FERMARE LA DERIVA DELL’ODIO
Gino Strada ha parlato nei due giorni di Emergency a Trento del pericolo di «assuefazione all’odio». Espressione forte e che ben coglie la deriva cui stiamo assistendo non solo nella politica nazionale e internazionale, ma anche nei rapporti tra persone, percorsi da crescente fastidio reciproco, dalla quotidiana ricerca di rivalsa e non di collaborazione. È una microconflittualità che tocchiamo con mano ogni giorno. Ognuno per sé, siamo costantemente sulla difensiva. Qualcosa di prezioso sembra essere stato messo a repentaglio e allora la parola forte, la reazione sgarbata, anche l’aggressività viene sentita come inevitabile. Gino Strada ha parlato giustamente della necessità di resistere a questa deriva. Tuttavia lo scontento lo sentiamo intorno a noi e anche dentro di noi. Ci sono risposte diverse rispetto a quelle che fomentano l’odio?
L’invito alla pace è prezioso e va raccolto sempre. Perché non sia astratto occorre tuttavia non dimenticare che la vita democratica non è mai solo armonia e accordo: è fondata sulla legittimità del dissenso, sulla presenza di voci tra loro in contrasto, anche in conflitto. Senza dissenso e senza conflitto ci sono solo i regimi totalitari, dove la libertà è conculcata e le differenze sono «armonizzate» dall’alto. Nessuno se li augura. Certo, la politica ha sempre il compito di unificare, di comporre le diversità e di trovare momenti di convergenza e di pace.
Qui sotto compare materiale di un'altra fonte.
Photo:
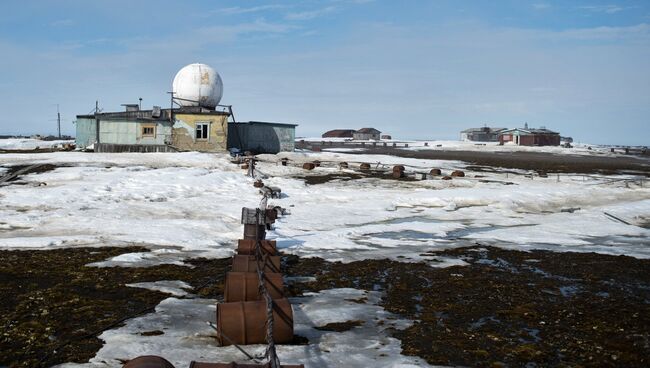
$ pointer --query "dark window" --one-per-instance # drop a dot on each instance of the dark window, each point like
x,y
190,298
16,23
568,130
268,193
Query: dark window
x,y
148,131
202,130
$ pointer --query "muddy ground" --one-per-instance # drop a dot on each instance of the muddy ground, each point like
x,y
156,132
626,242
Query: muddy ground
x,y
507,308
535,161
53,306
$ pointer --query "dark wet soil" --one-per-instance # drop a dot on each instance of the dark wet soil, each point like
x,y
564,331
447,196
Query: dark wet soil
x,y
15,172
347,176
508,308
50,298
339,326
536,161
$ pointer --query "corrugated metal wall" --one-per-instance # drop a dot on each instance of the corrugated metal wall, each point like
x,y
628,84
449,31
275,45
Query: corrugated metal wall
x,y
261,138
85,132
Al tempo stesso è importante riconoscere che dissenso e conflitto sono forme di relazione sociale, e non la fine della relazione, che si ha solo nel caso della guerra. È il momento di tensione in cui le ansie si riversano all’esterno quando qualcosa a cui teniamo è in gioco. C’è indifferenza quando non c’è nulla che ci stia a cuore. Ecco, nel conflitto si esprime qualcosa che ci sta a cuore, qualcosa cui teniamo e che vogliamo tutelare. In democrazia il contrasto, la diversità di opinioni non è sempre un gioco elegante. Volano parole forti e talvolta vince chi grida di più. È quello che sta succedendo in questo momento da parte di chi cavalca in modo spregiudicato uno scontento profondo. È possibile che il dissenso e lo scontento si esprimano in dimensione di apertura, o il contrario oggi è inevitabile?
La mia opinione è che un buon uso del conflitto è possibile, a tre condizioni: in primo luogo se si considerano in modo paritario le diverse voci. Tutti hanno il diritto di esprimere la propria opinione, non ci sono punti di vista che non contano, giusti o sbagliati che siano. Sarà la discussione a far prevalere l’argomento migliore. In secondo luogo questo può avvenire se si è disposti a rispettare anche nei modi un’opinione diversa. L’asprezza di un confronto non può far saltare le regole del vivere civile e puntare semplicemente a delegittimare l’avversario. In terzo luogo la franchezza è una virtù se l’obiettivo finale è cercare punti di convergenza, rinunciando a qualsiasi dogmatismo. La «granitica convinzione di essere nel giusto», espressa da molte forze politiche di destra non riconosce la legittimità di altre voci, ma vuole imporre la propria. Chi esprime oggi il proprio scontento anche in maniera forte si ricordi sempre che questo è possibile finché c’è libertà di dissenso, finché c’è democrazia.